Re: Dany - Villain? Savior? Something else?
Posted: Wed Aug 02, 2017 8:03 pm
She's a savior to some (the slaves) and a villain to others (the masters). Depends on POV.
Truth. But relativism at its worst. Sry :/
Raeslewolhn wrote: ↑Thu Aug 03, 2017 2:05 amTruth. But relativism at its worst. Sry :/
Thanks for your input, I usually bring up relativism myself too!
Utilitarian? I choose tens of millions of shaved slaves on planetos over the hundreds of masters.
Is virtue your concern? Dany has many, and with restraint is more virtuous than the masters, in many virtues but also morals.
Humanist? Def anti slavery.
Protestant? Do your own fucking labor.
Catholic? Slavery is immoral. Esp chattle and permanent.
Jewish? Def kill the masters.
Muslim? The dragons r actually animals, not banned mass murder weapons. Just peace is important. Dany, with restraint, is a good thing.
Vedic in any way? That's their karma. Kill the masters if that's their fate, or at least don't work in any way to keep them in power if you're nonviolent.
Anarchist? Fuck the queen but yay daenaerys.
Stoic? Fuck the abusive masters.
Democratic above all else and in your morals? It's a step up.
Pirate? Get it girl.
Nihilist? Fuck it all.
*Polytheisms tend to have varying subsets of morality and ethics aren't locked into the beliefs themselves.
I'd say, and please pose to me any philosophy or religion unmentioned here, it's widely enough considered, even one could say objectively through rigorous analysis over thousands of years, that slavery is worth fighting against, and at the very least not something to fight to keep. It's worth shedding some blood over to most ppl and the masters aren't worth any blood.
First of all, I think we're miscommunicating and it's my bad!! I'm using villain interchangeably with evil, which I shouldn't have done! Villain-hero dichotomy inherently carries subjectivity. Good-Evil can be subjective or objective(though getting the objective answer is muchhhhh harder!) I'm sorry for messing up this thread that way!!!!!!Meg22 wrote: ↑Thu Aug 03, 2017 9:05 pmRelativism is just relativism. I don't see why pointing out that some would have different POVs is relativism at its worst.
If Dany helps destroy the WWs she will be a villain to them. But to the living, she'll be a savior. But what if the majority of people who benefit dictates the morality of it and the WWs and their zombies outnumber the living? Will Dany be a villian because she saves the minority (the living) at the expense of the majority (the zombies)?
Great post, I love how you framed them both.FierceAsAWolverine wrote: ↑Tue Aug 15, 2017 12:55 pmAt this point, Dany bears some interesting resemblances to Chingis Khan (you all probably know him as Genghis...). He has a terrible reputation in the West, but the Mongols revere him and when you start to look into his policies, he had some pretty enlightened ideas.
You also covered these points well, thoroughly laid out.

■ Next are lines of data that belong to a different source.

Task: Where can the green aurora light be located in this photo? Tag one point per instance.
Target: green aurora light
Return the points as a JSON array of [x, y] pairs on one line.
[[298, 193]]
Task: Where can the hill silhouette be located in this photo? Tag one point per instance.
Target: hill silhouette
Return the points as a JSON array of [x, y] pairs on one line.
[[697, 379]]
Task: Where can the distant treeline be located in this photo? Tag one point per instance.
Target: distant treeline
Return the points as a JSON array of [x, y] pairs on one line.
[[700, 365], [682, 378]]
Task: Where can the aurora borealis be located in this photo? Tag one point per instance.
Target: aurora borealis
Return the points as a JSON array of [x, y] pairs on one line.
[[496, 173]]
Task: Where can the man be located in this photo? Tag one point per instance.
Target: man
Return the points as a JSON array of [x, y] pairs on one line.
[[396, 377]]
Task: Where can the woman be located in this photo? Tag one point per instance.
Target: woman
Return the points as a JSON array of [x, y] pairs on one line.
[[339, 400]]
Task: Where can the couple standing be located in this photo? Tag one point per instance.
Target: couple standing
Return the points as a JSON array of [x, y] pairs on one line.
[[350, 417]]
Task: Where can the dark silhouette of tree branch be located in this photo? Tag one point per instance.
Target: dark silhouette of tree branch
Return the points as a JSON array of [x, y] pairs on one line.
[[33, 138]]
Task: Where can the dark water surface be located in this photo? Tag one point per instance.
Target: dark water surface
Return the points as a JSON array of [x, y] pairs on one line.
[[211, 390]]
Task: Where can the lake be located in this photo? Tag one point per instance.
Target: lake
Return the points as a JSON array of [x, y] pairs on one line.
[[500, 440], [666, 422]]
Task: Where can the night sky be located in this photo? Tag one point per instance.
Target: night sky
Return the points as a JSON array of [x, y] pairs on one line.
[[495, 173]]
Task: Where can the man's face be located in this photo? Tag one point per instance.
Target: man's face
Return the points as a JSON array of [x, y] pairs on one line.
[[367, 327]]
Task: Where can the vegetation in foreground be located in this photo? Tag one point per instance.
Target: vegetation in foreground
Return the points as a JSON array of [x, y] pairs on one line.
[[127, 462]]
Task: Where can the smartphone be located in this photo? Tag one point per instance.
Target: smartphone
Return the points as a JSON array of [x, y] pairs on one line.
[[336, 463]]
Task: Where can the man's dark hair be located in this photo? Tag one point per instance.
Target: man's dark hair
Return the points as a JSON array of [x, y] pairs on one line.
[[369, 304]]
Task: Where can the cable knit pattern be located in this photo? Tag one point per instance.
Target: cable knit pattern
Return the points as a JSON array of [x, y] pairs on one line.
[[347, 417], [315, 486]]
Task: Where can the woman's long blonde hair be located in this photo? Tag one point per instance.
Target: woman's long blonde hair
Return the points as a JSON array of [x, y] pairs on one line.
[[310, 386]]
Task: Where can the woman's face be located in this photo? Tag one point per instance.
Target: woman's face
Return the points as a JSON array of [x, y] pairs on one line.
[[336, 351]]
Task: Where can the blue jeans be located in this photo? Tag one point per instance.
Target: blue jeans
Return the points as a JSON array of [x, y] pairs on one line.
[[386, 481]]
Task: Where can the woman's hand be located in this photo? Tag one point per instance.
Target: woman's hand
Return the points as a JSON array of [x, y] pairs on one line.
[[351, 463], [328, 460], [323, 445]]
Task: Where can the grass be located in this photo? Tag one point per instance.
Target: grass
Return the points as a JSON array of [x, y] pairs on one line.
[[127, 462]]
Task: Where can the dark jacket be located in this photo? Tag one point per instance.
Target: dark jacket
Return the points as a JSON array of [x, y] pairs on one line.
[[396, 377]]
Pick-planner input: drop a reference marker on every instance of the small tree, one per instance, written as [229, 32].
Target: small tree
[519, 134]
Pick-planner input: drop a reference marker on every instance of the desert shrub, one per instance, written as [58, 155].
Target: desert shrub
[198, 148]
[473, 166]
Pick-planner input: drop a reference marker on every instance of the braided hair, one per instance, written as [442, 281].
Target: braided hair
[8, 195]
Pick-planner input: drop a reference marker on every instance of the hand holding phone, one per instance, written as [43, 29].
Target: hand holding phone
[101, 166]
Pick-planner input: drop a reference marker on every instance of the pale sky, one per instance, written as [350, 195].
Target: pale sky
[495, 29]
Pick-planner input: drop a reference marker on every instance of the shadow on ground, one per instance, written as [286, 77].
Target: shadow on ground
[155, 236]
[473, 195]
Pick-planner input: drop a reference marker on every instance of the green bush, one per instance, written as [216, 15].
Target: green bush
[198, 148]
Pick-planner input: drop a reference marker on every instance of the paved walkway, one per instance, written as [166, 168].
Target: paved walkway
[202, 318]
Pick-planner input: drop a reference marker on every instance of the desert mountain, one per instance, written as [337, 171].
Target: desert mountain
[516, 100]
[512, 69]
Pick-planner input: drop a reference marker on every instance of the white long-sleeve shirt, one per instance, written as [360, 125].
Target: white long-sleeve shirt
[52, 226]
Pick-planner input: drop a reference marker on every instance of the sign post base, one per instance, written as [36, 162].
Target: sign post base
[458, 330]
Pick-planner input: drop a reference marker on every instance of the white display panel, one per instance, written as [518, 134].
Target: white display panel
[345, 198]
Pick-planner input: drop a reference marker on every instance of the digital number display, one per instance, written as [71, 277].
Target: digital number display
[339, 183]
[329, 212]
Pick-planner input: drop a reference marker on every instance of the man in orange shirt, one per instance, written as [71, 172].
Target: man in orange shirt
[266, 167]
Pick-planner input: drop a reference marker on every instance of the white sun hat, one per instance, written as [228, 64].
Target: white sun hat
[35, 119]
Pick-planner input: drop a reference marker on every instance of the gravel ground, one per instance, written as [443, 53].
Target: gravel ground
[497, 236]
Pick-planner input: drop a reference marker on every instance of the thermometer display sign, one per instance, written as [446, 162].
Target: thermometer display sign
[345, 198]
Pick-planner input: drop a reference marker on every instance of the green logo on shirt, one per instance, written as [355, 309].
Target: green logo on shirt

I agree, many of the viewpoints about Dany, across the range, are a result of our own culture exposure and dispositions. The ethics of violence in that world are very different, or many reasons. As are the gender dynamics.I don't understand why people insist on labeling Dany as entitled or seeing her as a less satisfying female character than the more traditional female characters. Yes, even Arya and Brienne are more traditional in the sense that girls-with-swords have been done many times in fantasy - but women who are unrepentant conquerors have not. I find Dany interesting for exactly this reason. She's doing what the real world's most successful conqueror did when he established a new world order in Eurasia. She's giving the conquered a choice, and she's taking them at their word about their intentions towards her. And you have to wonder how long it would take any of the other characters in this story to deploy dragons if they had them - can you imagine Tywin with dragons? Cersei? Olenna? Ellaria? Robert? Any of them would use them, maybe some with greater restraint than others, but soldiers and civilians alike would die in dragon flames. Jon is probably the only character who would not use them in battle against other humans; he'd just fly north to roast the White Walkers. So the ire directed at Dany from some quarters seems to hold her to a unique and frankly unrealistic standard. She's doing what conquerors do. Her early life experiences taught her that brutality is inevitable and that if you're going to survive and thrive, you have to be pretty demanding and assertive. She struggles to reconcile that lived reality with her own impulses towards being kinder and striving to create a less brutal world. But she's up against the pragmatic understanding that you can't make new rules without first playing by the rules of the system you want to break. It reads as realistic to me.
I don't love or idolize Dany, but I root for her, maybe as much because of this moral ambiguity as in spite of it.